/rhipe-arima

An R/Hadoop Arima analytic using Rhipe to submit mapreduce jobs.

Primary LanguageRApache License 2.0Apache-2.0

Rhipe ARIMA

This implementation of the ARIMA (AutoRegressive Integrated Moving Average) algorithm is based on R, Hadoop, and the RHIPE (Hree-pay) framework.

Rhipe webpage: Rhipe

Analytic Requirements

  • R packages forecast and chron
> installed.packages()
# make sure all packages are >= 3.0.0 
# if not run the below update and check again
> update.packages(checkBuilt = F, ask = F)

# for some reason codetools did not update the first
# time but did the second
> update.packages(checkBuilt = T, ask = F)

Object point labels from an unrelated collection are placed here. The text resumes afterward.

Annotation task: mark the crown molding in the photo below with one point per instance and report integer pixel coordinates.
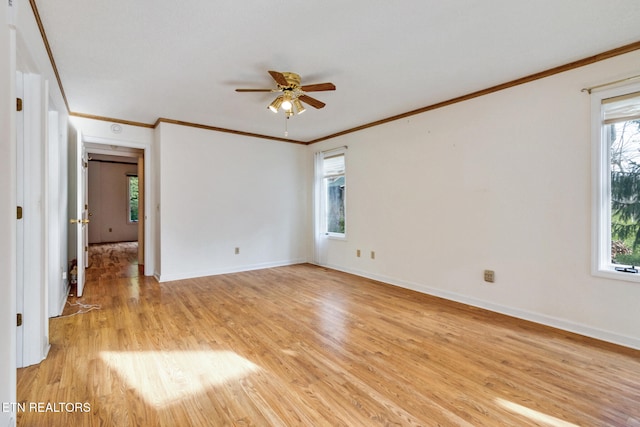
(527, 79)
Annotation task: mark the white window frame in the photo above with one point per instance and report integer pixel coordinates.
(322, 194)
(601, 264)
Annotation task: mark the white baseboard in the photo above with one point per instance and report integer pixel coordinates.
(542, 319)
(63, 300)
(225, 270)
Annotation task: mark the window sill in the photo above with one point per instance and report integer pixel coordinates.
(611, 273)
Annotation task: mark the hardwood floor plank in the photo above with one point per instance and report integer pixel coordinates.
(303, 345)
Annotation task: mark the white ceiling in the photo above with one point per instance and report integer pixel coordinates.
(142, 60)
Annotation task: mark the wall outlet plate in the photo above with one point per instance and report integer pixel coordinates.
(489, 276)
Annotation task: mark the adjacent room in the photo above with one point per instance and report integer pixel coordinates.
(331, 213)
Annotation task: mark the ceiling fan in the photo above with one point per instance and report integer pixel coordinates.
(292, 93)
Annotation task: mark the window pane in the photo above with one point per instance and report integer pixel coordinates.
(335, 191)
(333, 165)
(624, 140)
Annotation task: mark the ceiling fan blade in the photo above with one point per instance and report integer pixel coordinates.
(255, 90)
(311, 101)
(279, 78)
(318, 87)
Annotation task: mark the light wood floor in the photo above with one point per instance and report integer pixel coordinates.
(306, 346)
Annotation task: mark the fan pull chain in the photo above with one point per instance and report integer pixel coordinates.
(286, 130)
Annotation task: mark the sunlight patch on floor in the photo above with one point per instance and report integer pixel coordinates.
(163, 378)
(533, 415)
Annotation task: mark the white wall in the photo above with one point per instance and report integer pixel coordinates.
(7, 217)
(501, 182)
(221, 191)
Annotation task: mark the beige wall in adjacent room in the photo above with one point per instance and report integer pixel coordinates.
(108, 202)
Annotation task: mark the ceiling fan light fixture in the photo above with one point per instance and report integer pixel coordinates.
(276, 104)
(299, 108)
(286, 103)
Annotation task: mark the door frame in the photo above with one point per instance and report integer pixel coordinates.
(108, 144)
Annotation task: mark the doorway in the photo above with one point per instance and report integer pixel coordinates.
(116, 197)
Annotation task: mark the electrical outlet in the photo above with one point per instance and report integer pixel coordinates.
(489, 276)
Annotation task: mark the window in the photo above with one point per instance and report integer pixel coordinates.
(132, 212)
(616, 155)
(332, 193)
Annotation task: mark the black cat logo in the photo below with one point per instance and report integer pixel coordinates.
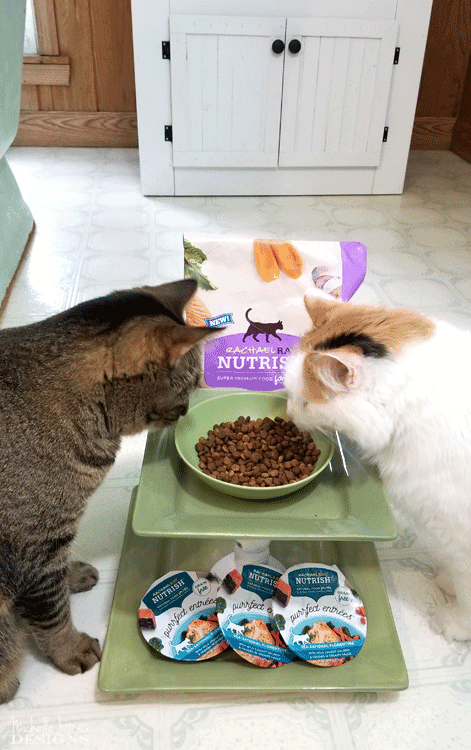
(268, 329)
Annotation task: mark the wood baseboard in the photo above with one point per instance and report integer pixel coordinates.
(119, 130)
(461, 141)
(85, 129)
(432, 133)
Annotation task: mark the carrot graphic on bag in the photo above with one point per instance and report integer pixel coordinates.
(273, 255)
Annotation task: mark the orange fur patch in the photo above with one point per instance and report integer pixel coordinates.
(394, 328)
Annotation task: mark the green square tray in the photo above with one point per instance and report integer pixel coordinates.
(129, 666)
(173, 502)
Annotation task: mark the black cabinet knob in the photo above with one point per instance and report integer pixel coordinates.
(294, 46)
(278, 46)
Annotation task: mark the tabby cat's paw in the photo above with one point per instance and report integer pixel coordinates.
(81, 656)
(452, 623)
(82, 577)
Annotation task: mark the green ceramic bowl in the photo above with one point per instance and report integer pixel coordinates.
(204, 416)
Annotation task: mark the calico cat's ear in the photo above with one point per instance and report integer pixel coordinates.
(318, 304)
(174, 296)
(339, 370)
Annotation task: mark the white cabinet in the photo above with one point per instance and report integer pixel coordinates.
(277, 98)
(226, 91)
(336, 92)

# install additional packages
> install.packages(c("forecast", "chron"))

Input

The Rhipe ARIMA analytic assumes the data will be in the following format:

IDENTIFIER\tTIMESTAMP(YYYY-MM-DD HH:mm:SS)

Output

It will also output the data in the following format:

IDENTIFIER\tTIMESTAMP(YYYY-MM-DD HH:mm:SS)\tSTANDARDIZED_RESIDUALS(a floating point number)

Example


A base example is provided, working on the Flight Data that can be found here - http://stat-computing.org/dataexpo/2009/the-data.html.

Rscript rhipe_arima.R /tmp/airport_deps_sample /analytics/arima/airport days 4

The first argument after rhipe_arima.R is the input file.
The second is the output directory.
The third is how to aggregate the data. Possible values for this third argument are days,hours,minutes,secs
The fourth is the threshold, in standard deviations, a residual must be above to be emitted

This image shows a sample of how you could visualize the results of this example. It shows number of departures per day for each airport and using the results of the analytic plots marks the days when the standardized residual is greater than 4.

Other Information

Please make sure you can read and write from the /tmp directory as well as any other directory you specify.